Plus un moment de silence : ils parlent à n’en plus finir et jacassent tout le temps, sans interruption, partout : à l’assemblée nationale, à l’ONU, dans les commissions, dans les conseils, dans les hauts comités, dans les réunions, dans les journaux, au conseil des ministres, aux journaux télévisés… Partout ; ils parlent partout et tout le temps. Ils empilent les mots, et des mots sur des mots, et des phrases et encore des phrases sur des phrases, jusqu’à plus soif… Et moi ça m’épuise car on voit bien qu’ils n’ont même plus le temps de penser et de réfléchir.. Depuis des années, ils ont tout dit et le contraire de tout, à tort et à travers et dans tous les sens. Ils sont au bout de ce qu’ils ont à dire et n’arrivent même plus à convaincre personne.

Vous je ne sais pas, mais moi je suis carrément mort de les entendre parler. Je n’ai plus qu’une envie : apprendre le langage des signes. Comme ça je pourrai parler aux sourds muets. Peut-être EUX n’ont pas encore usé les mots jusqu’à la corde. Peut-être ce sont EUX les derniers qui ont encore des choses intéressantes à nous dire sur le monde ? Mais pour le savoir il faut évidemment que j’apprenne leur langue. Car on ne les entend ni à la radio, ni à la télé…
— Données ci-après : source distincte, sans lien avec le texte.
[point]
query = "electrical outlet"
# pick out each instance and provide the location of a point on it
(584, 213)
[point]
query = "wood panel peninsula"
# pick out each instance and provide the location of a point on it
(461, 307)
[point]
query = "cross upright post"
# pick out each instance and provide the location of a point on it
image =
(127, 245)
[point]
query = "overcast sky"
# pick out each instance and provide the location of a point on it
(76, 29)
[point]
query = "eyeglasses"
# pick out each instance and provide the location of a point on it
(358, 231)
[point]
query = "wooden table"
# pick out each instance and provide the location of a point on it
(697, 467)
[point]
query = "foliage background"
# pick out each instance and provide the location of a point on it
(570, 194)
PS : Oui je sais… je sais que la bouche est faite pour parler ! Qu’ils parlent ne me gène pas ; mais la tête est faite pour penser. Et les oreilles pour écouter. Donc ce que je demande finalement c’est juste ceci : qu’ils écoutent davantage, pensent un peu plus, et parlent un peu moins ! Ne serait ce que pour entendre (c’était le début de ma conversation avec Krim ce soir) ce qu’avait à dire cette jeune fille de 13 ans à la tribune de la Conférence des Nations Unies en 1992 ? Personne n’a écouté, personne n’a entendu. Ils ont tellement usé les mots que maintenant tout le monde s’en fout. [Severn Suzuki, ECO (Environment Children Organisation) ONU, Rio de Janeiro, 1992]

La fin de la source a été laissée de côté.